The whole wide world is living in an age of always-on messaging, and the Republican Party is living in the age of Morse code. It isn’t that no one is listening to the GOP. There is nothing to hear.
Smarting from defeat by Barack Obama’s made-in-Silicon-Valley messaging network, congressional Republicans in Washington are getting tutorials to bring them into a Twitterized world. I have a simpler idea: First join the 20th-century communication revolution by creating an office of chief party spokesman. One for the House and one for the Senate…
Henninger goes on at some length about how the GOP lack that everyday messenger — and complains that our own senior senator makes matter worse (for the party), not better:
The best members are becoming frustrated at the messaging vacuum, and some are moving to fill the void. Marco Rubio comes to mind, and more power to him given the nonexistent alternative. But others will follow, creating a GOP tower of Babel. The TV networks know they can dial up a Lindsey Graham to blow a hole Sunday morning in any leadership effort at a unified message. It will get worse, and the near-term consequence of getting worse is being out of power.
But of course, that’s precisely what I like about Lindsey Graham. He can be relied upon to think for himself. Oh, sure, he’ll mouth orthodoxies now and then, as with this release on the president’s gun proposals. But an unusual amount of the time for a Washington politician, he has something more thoughtful to say than what may be in the party playbook. Not as off-message as Chris Christie, perhaps, but he still says things that show he actually thought about the issue himself.
(Oh, and by the way — unlike some of my friends here, I see nothing wrong with Graham going out of his way to let us know when he DOES agree with the orthodox position. That doesn’t make him inconsistent, or a hypocrite, or anything else that some of y’all call him. I, too, sometimes agree with the party zampolits on an issue. And if I were a Republican officeholder — or Democratic; the dynamic is the same — and wanted to continue to serve in that office, I would put out releases emphasizing the issues on which I agreed with my likely primary voters. Why wouldn’t I? I’m sure I’d do plenty of things to tick off those voters at other times, so why not say, when I can honestly do so, “Hey, we agree on this one”? I want Lindsey Graham to stay in office, so I’m glad he puts out such releases.)
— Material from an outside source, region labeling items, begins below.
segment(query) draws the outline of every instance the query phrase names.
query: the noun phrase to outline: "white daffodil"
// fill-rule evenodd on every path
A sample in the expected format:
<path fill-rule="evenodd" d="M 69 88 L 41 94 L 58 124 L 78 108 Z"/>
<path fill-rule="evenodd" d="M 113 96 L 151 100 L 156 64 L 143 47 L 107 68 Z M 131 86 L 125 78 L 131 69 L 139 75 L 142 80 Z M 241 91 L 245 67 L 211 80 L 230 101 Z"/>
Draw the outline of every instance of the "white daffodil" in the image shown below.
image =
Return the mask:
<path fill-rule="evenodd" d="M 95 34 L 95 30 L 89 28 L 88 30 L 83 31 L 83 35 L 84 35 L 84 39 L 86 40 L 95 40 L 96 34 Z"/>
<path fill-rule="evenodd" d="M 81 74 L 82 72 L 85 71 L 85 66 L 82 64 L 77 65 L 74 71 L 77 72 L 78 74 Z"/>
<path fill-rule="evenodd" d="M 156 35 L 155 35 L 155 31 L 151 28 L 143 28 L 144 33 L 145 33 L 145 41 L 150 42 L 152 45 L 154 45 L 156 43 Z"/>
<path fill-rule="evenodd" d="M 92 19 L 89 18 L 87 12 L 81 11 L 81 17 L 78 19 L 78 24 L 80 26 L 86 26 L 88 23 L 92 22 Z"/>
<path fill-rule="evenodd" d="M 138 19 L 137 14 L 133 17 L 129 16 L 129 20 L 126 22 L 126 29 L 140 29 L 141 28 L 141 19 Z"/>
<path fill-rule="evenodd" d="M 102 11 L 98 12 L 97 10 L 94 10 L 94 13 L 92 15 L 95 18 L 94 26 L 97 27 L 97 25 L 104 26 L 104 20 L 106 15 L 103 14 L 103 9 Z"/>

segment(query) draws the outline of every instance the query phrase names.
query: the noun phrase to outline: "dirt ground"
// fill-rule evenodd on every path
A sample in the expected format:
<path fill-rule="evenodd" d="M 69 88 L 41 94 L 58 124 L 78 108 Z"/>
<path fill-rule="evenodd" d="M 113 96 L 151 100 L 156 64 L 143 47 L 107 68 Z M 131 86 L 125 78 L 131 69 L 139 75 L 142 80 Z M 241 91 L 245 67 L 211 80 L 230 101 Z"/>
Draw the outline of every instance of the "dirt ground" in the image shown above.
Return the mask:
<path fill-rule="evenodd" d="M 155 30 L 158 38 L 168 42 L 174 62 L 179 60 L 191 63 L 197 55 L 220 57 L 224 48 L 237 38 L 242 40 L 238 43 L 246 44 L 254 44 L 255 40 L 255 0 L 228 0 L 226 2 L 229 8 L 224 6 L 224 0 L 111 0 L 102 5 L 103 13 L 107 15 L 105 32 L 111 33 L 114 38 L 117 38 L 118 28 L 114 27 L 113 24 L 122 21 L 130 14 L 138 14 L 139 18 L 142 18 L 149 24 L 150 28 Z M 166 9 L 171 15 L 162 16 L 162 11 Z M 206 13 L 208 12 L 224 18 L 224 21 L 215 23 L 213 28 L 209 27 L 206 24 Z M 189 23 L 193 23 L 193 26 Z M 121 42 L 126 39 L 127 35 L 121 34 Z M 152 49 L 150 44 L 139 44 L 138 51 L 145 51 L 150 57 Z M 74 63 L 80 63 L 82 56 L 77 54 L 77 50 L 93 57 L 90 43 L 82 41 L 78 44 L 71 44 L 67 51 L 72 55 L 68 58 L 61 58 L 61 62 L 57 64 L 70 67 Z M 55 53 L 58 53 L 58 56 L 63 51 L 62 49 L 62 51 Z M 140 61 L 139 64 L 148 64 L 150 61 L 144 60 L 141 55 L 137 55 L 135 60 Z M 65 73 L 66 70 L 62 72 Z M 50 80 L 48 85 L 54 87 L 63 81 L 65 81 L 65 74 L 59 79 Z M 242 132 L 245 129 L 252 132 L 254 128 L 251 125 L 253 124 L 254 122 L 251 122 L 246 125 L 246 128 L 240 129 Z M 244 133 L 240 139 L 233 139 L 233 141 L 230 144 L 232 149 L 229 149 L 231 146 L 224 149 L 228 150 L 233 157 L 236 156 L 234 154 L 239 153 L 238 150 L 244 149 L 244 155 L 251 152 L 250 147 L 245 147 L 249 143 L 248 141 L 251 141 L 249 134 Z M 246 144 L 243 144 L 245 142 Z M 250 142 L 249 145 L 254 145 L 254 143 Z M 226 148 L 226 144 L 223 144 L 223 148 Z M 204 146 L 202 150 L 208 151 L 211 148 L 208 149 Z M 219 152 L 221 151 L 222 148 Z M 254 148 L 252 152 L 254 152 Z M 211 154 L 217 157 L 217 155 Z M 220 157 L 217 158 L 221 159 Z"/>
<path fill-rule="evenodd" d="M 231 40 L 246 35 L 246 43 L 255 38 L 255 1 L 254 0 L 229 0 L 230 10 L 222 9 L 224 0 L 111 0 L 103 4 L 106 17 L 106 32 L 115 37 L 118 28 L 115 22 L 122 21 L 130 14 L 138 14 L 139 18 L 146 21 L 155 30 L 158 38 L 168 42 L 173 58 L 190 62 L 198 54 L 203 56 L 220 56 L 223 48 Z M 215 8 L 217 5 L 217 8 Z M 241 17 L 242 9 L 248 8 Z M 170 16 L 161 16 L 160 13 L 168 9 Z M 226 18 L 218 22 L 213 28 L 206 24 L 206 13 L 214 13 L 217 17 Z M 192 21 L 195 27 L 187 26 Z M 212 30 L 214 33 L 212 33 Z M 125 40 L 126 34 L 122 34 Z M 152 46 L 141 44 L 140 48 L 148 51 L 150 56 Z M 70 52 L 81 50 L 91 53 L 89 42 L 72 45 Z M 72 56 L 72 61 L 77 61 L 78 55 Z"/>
Also, I think Henninger overemphasizes the extent to which a presidential press secretary is a spokesman for the entire party that the president belongs to. He speaks for the president. And yeah, in these hyperpartisan times, that can benefit his party. But it’s more of an institutional phenomenon than a partisan one. It’s in the nature of the presidency, and has been since long before the modern office of press secretary developed. The president speaks with one voice; the House is not expected to (and I would argue, should not, except in the context of the outcome of a specific vote). The presidential press secretary is a surrogate standing in the bully pulpit. I see no good reason for the House, or Senate, having a similar functionary.